Even though he received 6,000 applications to fill 60 teacher positions last years, charter school operator Seth Andrew said he still has trouble hiring the right people for the job.

Andrew, who runs four Democracy Prep Charter Schools in Harlem said even the promise of a $65,000 starting salary – 50 percent above that of a city teacher’s – did not attract the kind of teaching talent he wants for his schools.

The reason, he said this morning, was that state laws — he called them “barriers” — require most prospective teachers to earn an education degree before they can to teach in a classroom. He said those degrees did not assure that a teacher would be effective, echoing an argument frequently made by advocates of non-traditional teacher training programs.

“It doesn’t matter how you enter the classroom,” Andrew said.

Andrew was one of four panelists at a breakfast sponsored by the Manhattan Institute, a conservative think tank, that was held to celebrate the release of “Teachers Matter,” a new book authored by senior fellow Marcus Winters.

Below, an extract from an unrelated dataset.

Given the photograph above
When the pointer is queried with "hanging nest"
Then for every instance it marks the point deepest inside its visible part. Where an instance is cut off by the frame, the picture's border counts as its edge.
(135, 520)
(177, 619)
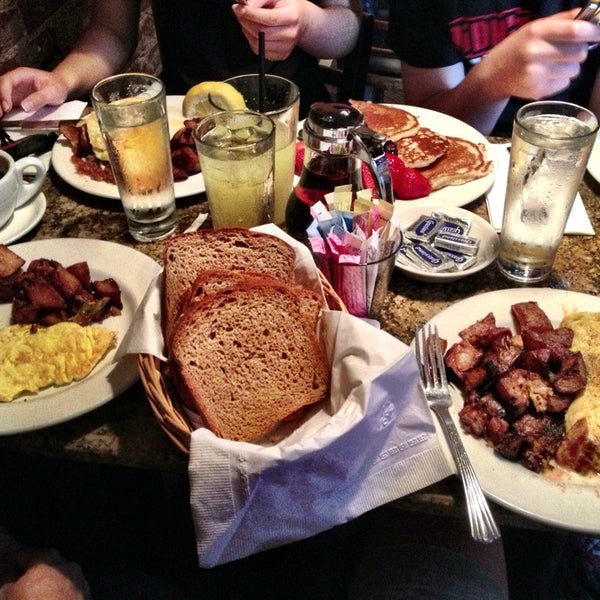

Ex-Schools Chancellor Joel Klein delivered a keynote address lauding the role school choice plays in school reform.

Panel members pointed to what they saw as obstructions reforming teacher recruitment, evaluation, and retention — main issues raised in Winters’ book.

And some panel members didn’t mince words when it came to what they believed was at the root of the problem: teachers unions.

Chris Cerf, New Jersey’s education commissioner and a former deputy chancellor for New York City’s education department, said that any discussion about education policy could not be had without understanding how unions influence the debate.

But Cerf said that particularly since the Obama administration’s Race to the Top competition, the political tides had clearly turned and suggested that union leaders would be forced to follow suit whether they like it or not.

“One national union leader realizes the unions are in fatal jeopardy,” Cerf said. He added that “an effective union leader can manage a tactical retreat.”

Cerf would not specify which of the nation’s union presidents he was talking about. American Federation of Teachers President Randi Weingarten has traditionally been seen as more willing to consider new education policies, such as merit pay, favored by reformers. But last week, the National Education Association published a report advocating for tougher teacher evaluations and quicker dismissals for ineffective teachers.

“AFT isn’t in mortal jeopardy,” Weingarten tweeted in response to Cerf’s comment. “We are trying to have a voice in our profession … that is a movement forward.”